Saturday, January 7, 2017

How would one summarize the life of a horse based on Anna Sewell's Black Beauty?

In her children's novel Black Beauty, Anna Sewell paints the life of a horse as being full of hardships; she even likens a horse's life to that of a slave. However, she also offers a ray of hope by showing that horses' lives are made much easier, even happy, when masters are educated and sensible enough that they can refrain from foolish behavior and cruelty.In Sewell's story, Black Beauty's happiest early...

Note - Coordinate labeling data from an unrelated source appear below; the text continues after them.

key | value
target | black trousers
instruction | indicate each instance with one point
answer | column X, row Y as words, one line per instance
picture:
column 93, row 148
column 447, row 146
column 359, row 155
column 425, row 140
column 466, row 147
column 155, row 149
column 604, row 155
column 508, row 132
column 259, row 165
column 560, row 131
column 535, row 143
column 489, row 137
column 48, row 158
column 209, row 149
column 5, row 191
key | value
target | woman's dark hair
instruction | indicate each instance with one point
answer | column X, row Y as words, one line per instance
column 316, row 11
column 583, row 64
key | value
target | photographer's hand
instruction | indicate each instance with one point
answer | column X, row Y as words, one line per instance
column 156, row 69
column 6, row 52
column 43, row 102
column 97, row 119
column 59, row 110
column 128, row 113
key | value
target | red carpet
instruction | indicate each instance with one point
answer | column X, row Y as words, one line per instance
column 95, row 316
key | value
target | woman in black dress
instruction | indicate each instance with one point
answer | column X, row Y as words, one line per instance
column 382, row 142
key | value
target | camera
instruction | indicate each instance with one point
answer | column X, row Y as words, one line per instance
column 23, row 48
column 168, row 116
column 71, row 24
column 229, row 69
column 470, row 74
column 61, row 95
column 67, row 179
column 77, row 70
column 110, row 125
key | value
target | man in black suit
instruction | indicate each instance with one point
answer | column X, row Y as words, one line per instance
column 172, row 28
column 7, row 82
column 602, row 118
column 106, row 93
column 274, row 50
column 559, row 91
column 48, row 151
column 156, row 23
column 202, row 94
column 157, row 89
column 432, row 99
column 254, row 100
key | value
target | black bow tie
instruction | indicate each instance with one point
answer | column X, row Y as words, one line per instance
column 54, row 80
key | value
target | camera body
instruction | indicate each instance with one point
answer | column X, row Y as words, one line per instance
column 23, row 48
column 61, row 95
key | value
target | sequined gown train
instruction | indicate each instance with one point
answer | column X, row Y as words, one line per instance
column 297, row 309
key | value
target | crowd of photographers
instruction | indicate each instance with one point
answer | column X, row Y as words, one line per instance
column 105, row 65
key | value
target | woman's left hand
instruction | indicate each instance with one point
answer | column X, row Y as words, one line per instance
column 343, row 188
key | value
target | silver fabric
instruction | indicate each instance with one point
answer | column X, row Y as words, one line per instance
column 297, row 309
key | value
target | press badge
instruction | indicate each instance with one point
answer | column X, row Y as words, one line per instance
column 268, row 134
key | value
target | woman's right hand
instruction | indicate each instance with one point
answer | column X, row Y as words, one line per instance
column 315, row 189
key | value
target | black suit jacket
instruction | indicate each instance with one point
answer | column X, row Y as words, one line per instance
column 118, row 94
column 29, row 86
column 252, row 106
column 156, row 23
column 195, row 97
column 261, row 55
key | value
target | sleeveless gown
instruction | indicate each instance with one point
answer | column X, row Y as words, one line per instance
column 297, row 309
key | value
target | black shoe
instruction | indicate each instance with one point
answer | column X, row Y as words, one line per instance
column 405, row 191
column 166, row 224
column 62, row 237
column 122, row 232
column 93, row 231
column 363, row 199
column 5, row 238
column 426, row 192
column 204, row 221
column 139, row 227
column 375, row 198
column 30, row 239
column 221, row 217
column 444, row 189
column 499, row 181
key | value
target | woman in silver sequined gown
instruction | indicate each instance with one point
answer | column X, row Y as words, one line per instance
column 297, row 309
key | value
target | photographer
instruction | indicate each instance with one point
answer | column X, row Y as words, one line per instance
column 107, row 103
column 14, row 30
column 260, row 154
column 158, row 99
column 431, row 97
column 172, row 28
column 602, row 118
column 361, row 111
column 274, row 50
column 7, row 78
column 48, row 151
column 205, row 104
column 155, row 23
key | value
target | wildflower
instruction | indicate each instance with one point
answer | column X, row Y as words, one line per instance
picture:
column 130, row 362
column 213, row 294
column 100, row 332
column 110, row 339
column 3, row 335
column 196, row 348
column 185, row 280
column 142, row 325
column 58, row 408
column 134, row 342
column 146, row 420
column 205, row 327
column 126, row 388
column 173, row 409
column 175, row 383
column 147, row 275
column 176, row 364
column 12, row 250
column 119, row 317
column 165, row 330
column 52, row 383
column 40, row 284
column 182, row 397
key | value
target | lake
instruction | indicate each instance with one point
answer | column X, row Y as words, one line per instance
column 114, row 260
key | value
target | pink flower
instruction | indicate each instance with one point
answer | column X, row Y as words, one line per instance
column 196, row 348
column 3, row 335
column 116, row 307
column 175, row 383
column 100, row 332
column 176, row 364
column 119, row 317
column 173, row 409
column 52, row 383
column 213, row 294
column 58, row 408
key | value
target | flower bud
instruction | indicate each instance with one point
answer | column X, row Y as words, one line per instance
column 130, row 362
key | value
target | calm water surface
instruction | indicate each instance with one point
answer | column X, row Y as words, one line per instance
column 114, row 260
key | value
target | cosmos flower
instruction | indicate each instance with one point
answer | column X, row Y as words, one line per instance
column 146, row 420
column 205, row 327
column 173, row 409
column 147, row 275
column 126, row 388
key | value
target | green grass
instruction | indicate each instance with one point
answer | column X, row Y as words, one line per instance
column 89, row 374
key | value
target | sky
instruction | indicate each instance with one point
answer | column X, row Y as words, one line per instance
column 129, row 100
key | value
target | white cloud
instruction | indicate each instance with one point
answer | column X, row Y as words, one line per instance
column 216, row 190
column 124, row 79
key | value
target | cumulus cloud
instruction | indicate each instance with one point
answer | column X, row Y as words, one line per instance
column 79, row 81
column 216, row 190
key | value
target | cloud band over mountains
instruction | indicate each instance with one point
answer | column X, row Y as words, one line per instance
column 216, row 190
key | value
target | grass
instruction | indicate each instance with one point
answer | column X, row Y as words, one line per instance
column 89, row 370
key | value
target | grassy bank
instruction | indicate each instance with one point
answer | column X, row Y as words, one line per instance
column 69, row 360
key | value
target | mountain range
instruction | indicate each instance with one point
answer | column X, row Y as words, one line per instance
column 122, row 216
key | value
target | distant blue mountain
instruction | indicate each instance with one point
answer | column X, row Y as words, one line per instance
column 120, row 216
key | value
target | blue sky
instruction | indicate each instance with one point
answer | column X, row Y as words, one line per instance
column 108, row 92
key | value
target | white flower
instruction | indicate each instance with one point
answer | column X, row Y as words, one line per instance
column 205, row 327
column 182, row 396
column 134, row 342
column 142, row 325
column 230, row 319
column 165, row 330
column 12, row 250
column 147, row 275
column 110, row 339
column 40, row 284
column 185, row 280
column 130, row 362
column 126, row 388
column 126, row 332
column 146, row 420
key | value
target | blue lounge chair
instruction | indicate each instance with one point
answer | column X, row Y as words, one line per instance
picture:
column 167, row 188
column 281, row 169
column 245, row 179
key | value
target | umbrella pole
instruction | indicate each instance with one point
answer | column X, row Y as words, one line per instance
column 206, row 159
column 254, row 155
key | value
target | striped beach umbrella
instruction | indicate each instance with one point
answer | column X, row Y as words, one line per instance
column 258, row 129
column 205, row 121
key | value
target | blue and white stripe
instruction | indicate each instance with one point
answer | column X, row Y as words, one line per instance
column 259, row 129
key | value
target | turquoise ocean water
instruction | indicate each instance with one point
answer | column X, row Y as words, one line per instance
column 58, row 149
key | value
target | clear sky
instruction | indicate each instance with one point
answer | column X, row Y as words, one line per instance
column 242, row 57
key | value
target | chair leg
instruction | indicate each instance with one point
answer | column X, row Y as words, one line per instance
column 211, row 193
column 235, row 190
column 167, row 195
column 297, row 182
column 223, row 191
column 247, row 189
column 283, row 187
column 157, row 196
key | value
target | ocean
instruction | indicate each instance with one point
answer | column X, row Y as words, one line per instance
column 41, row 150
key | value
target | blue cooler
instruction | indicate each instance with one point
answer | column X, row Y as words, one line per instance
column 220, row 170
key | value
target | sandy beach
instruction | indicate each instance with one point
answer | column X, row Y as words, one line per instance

In her children's novel Black Beauty, Anna Sewell paints the life of a horse as being full of hardships; she even likens a horse's life to that of a slave. However, she also offers a ray of hope by showing that horses' lives are made much easier, even happy, when masters are educated and sensible enough that they can refrain from foolish behavior and cruelty.

In Sewell's story, Black Beauty's happiest early days are spent at Farmer Grey's, where he was born as a colt and raised, and at Squire Gordon's Birtwick Park, his first master's home. It is at these two homes that he receives nurturing care. Sewell uses the description of these two homes to paint horses as loyal hard workers who do their best when treated with the most compassion, understanding, and gentleness.

As the story progresses, Sewell paints horses as being enslaved as laborers to cruel masters. When Squire Gordon must sell his home and horses to tend to his wife's illness, Black Beauty begins to find himself in harder work environments under crueler masters, masters who treat him as nothing more than a slave laborer. Sewell uses the descriptions of these homes to show how much suffering the foolishness and cruelty of mankind can inflict on not just human slaves but on innocent enslaved animals as well.

However, unlike human slaves, Black Beauty ends his days fully recovered from the past cruelties inflicted upon him and happy in his final home owned by kindly ladies. He is also under the good care of Joe Green, a stable boy from Squire Gordon's who grew up to be an excellent groom:



My ladies have promised that I shall never be sold, and so I have nothing to fear; and here my story ends. My troubles are all over, and I am at home; and often before I am quite awake, I fancy I am still in the orchard at Birtwick, standing with my old friends under the apple-trees. (Ch. 49, Pt. 4)



Sewell uses this happy ending to show that horses require little to make them their happiest; all they require is love and care.